UK Housing Bubble: 'Bumper Backlog' of 400,000 Unbuilt Homes with Planning Permission
There are almost 400,000 homes with planning permission waiting to be built, even though the country is suffering from a serious shortage in housing supply.
This backlog had been reduced by just 6,000 during 2012 and now developers are submitting fewer planning applications and taking longer to finish the vital construction work.
It takes an average of 27 months from planning permission being granted before work is finished, seven months longer than in the 2007/08 year.
The revelations come from a study commissioned by the Local Government Association (LGA), which represents the interests of 350 local councils in England, and raise yet more doubts over the impact Chancellor George Osborne's Help to Buy scheme will have on housebuilding.
"The bumper backlog of unbuilt homes and drop in the number of planning applications submitted to councils last year is a worrying sign that the housing market is not yet on the road to long-term recovery," said Councillor Mike Jones, Chairman of the LGA's Environment and Housing Board.
"While there has been progress made, this risks being undermined if we do not find a way to ensure developers keep up with demand."
UK Planning Law
Ministers have attacked the UK's planning system as a bureaucratic nightmare. They are trying to strip away any planning rules deemed unnecessary under the government's broader project the Red Tape Challenge.
However, the LGA said local councils approve nine out of 10 planning applications, the total number of which fell 5% in 2012.
"These figures conclusively show that it is not the planning system holding back the building of much-needed new homes," said Councillor Jones.
"The challenge now lies in actually getting houses built. Government schemes to help buyers access finance risk creating a bubble if there isn't an increase house building to match it."
Osborne's Help to Buy scheme sees aspirant homeowners offered an interest-free equity loan by the government on property purchases worth up to 20% of the total value.
A second part of the scheme will offer banks a government guarantee on consumer mortgages, for a small fee, to encourage more home loan approvals and bring down borrowing costs.
However, the scheme has met with much criticism.

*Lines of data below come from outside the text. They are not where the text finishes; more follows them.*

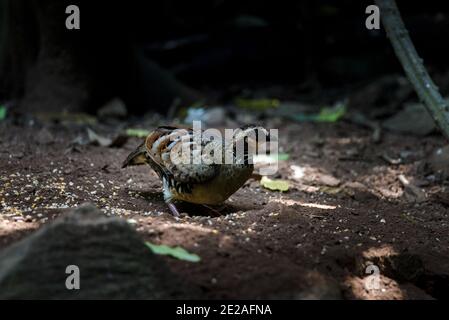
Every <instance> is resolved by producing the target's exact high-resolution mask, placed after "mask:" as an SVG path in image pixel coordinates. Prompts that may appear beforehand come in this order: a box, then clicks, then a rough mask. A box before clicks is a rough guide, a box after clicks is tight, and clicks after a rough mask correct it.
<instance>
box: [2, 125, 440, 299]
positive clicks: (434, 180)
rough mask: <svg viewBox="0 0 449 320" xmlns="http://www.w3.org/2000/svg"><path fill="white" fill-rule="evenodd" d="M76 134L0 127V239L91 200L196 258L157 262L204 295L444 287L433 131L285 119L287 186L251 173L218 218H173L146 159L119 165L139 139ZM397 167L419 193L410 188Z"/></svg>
mask: <svg viewBox="0 0 449 320" xmlns="http://www.w3.org/2000/svg"><path fill="white" fill-rule="evenodd" d="M122 126H123V125H122ZM113 127H114V126H112V125H109V126H104V128H103V129H102V130H103V131H102V132H103V133H104V134H106V135H108V134H109V135H112V134H113V131H114V130H113V129H111V128H113ZM267 127H269V124H267ZM148 129H152V128H148ZM82 134H85V127H83V126H64V125H62V124H45V125H36V124H35V125H32V126H30V124H29V123H26V122H25V123H16V124H12V123H11V122H3V123H2V124H0V209H1V215H0V249H1V248H4V247H6V246H8V245H10V244H11V243H14V242H16V241H18V240H19V239H21V238H23V237H24V236H26V235H27V234H29V233H31V232H33V230H36V229H37V228H39V227H40V226H41V225H43V224H46V223H48V222H49V221H51V220H52V219H55V218H56V217H58V216H60V215H61V214H63V213H64V212H65V211H66V210H67V209H68V208H72V207H76V206H78V205H80V204H82V203H84V202H92V203H94V204H95V205H96V206H97V207H99V208H101V209H102V211H104V212H105V214H107V215H115V216H121V217H123V218H125V219H128V221H129V223H131V224H133V225H135V228H136V229H137V231H138V232H139V233H140V234H141V236H142V238H143V239H144V240H146V241H151V242H153V243H157V244H166V245H172V246H176V245H180V246H182V247H183V248H185V249H187V250H188V251H190V252H193V253H196V254H198V255H199V256H200V257H201V261H200V262H198V263H192V262H186V261H180V260H176V259H173V258H170V257H164V259H166V260H167V262H168V263H169V266H170V268H171V269H172V271H173V272H175V273H177V274H179V275H180V276H181V277H182V278H184V279H186V280H187V281H188V282H190V283H191V284H193V285H194V286H197V287H198V288H200V289H201V291H202V292H203V293H204V294H205V295H206V296H207V297H209V298H343V299H434V298H447V297H448V293H447V292H448V290H447V289H448V287H449V285H448V283H449V280H448V279H449V237H448V234H449V211H448V208H447V205H448V204H449V201H447V200H445V199H447V198H445V197H444V194H445V191H446V188H447V186H446V184H445V181H444V180H443V179H440V178H438V176H437V175H436V173H433V172H429V169H428V168H427V165H426V161H427V159H428V157H429V156H430V155H431V153H432V152H433V151H434V150H435V149H436V148H438V147H442V146H443V145H444V140H443V139H442V138H441V137H439V136H428V137H426V138H422V137H421V138H420V137H413V136H409V135H408V136H405V135H396V134H391V133H384V135H383V138H382V140H381V142H379V143H373V142H372V140H371V138H372V132H371V131H370V130H368V129H364V128H361V127H358V126H355V125H352V124H350V123H346V122H339V123H336V124H312V123H304V124H298V123H284V124H283V125H282V127H281V129H280V132H279V137H280V146H281V150H282V152H284V153H288V154H289V156H290V157H289V159H288V160H284V161H281V162H280V165H279V174H278V176H277V178H282V179H284V180H288V181H289V182H290V189H289V191H287V192H276V191H270V190H267V189H264V188H263V187H261V185H260V183H259V181H258V180H257V179H250V180H249V181H248V182H247V183H246V184H245V186H244V187H242V188H241V189H240V190H239V191H238V192H237V193H235V194H234V195H233V196H232V197H231V198H230V199H229V200H228V201H227V202H226V203H225V206H224V207H221V208H216V210H218V211H220V213H221V214H220V215H219V216H217V214H216V212H215V211H211V210H209V209H207V208H204V207H201V206H193V205H180V208H181V209H182V211H184V212H186V214H183V215H182V216H181V217H180V218H175V217H173V216H172V215H170V213H169V210H168V208H167V206H166V205H165V203H164V201H163V199H162V194H161V183H160V181H159V179H158V178H157V176H156V175H155V173H154V172H152V171H151V169H150V168H149V167H145V166H139V167H132V168H126V169H121V164H122V162H123V160H124V159H125V158H126V156H127V155H128V154H129V153H130V152H131V151H133V150H134V148H135V147H136V146H137V145H138V144H139V143H140V141H141V139H139V138H134V137H133V138H129V139H128V141H127V142H126V143H125V144H123V145H121V146H120V147H102V146H95V145H91V144H83V143H81V144H77V143H75V142H74V141H77V139H78V138H79V136H80V135H82ZM78 140H79V139H78ZM398 158H400V159H401V160H400V161H395V159H398ZM400 175H403V176H404V177H406V179H407V180H409V181H410V182H411V183H412V184H413V186H415V187H416V188H417V189H419V191H421V193H418V194H416V192H415V193H414V192H407V189H406V188H404V183H402V182H401V180H400V178H399V177H400ZM413 190H416V189H413ZM413 190H412V191H413ZM370 265H373V267H369V266H370ZM371 270H374V271H371ZM370 272H374V273H377V272H378V273H379V277H378V278H374V279H373V278H372V277H370V276H369V273H370ZM377 280H378V282H376V281H377ZM370 281H371V282H370ZM373 283H374V285H372V284H373ZM370 284H371V285H370Z"/></svg>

Osborne has been accused of playing with fire in the housing market by trying to increase demand by improving the flow of credit when there is not enough supply already - and a property bubble will inevitably inflate.
As prices rise, credit ratings agency Fitch said few new homes would be built and the scheme would instead bloat the profits of builders and banks.
Councils Borrowing Cap
Osborne hopes that stimulating greater demand in the housing market will lead housebuilders to react and construct more affordable homes, to address the imbalance. The chancellor is trying to avoid a big fiscal push on building homes because he has locked himself into a strict austerity programme of public spending cuts.
The LGA said the Treasury should instead lift its borrowing cap on housing investment at local councils, which the study claims would lead to 60,000 more homes being built a year.
"Government has an unrivalled opportunity to create jobs, provide tens of thousands of homes and help the economy without having to find a single extra penny," said Councillor Jones.
"New homes are badly-needed and councils want to get on with building them. The common sense answer is for the Treasury to remove its house building block and let us get on with it."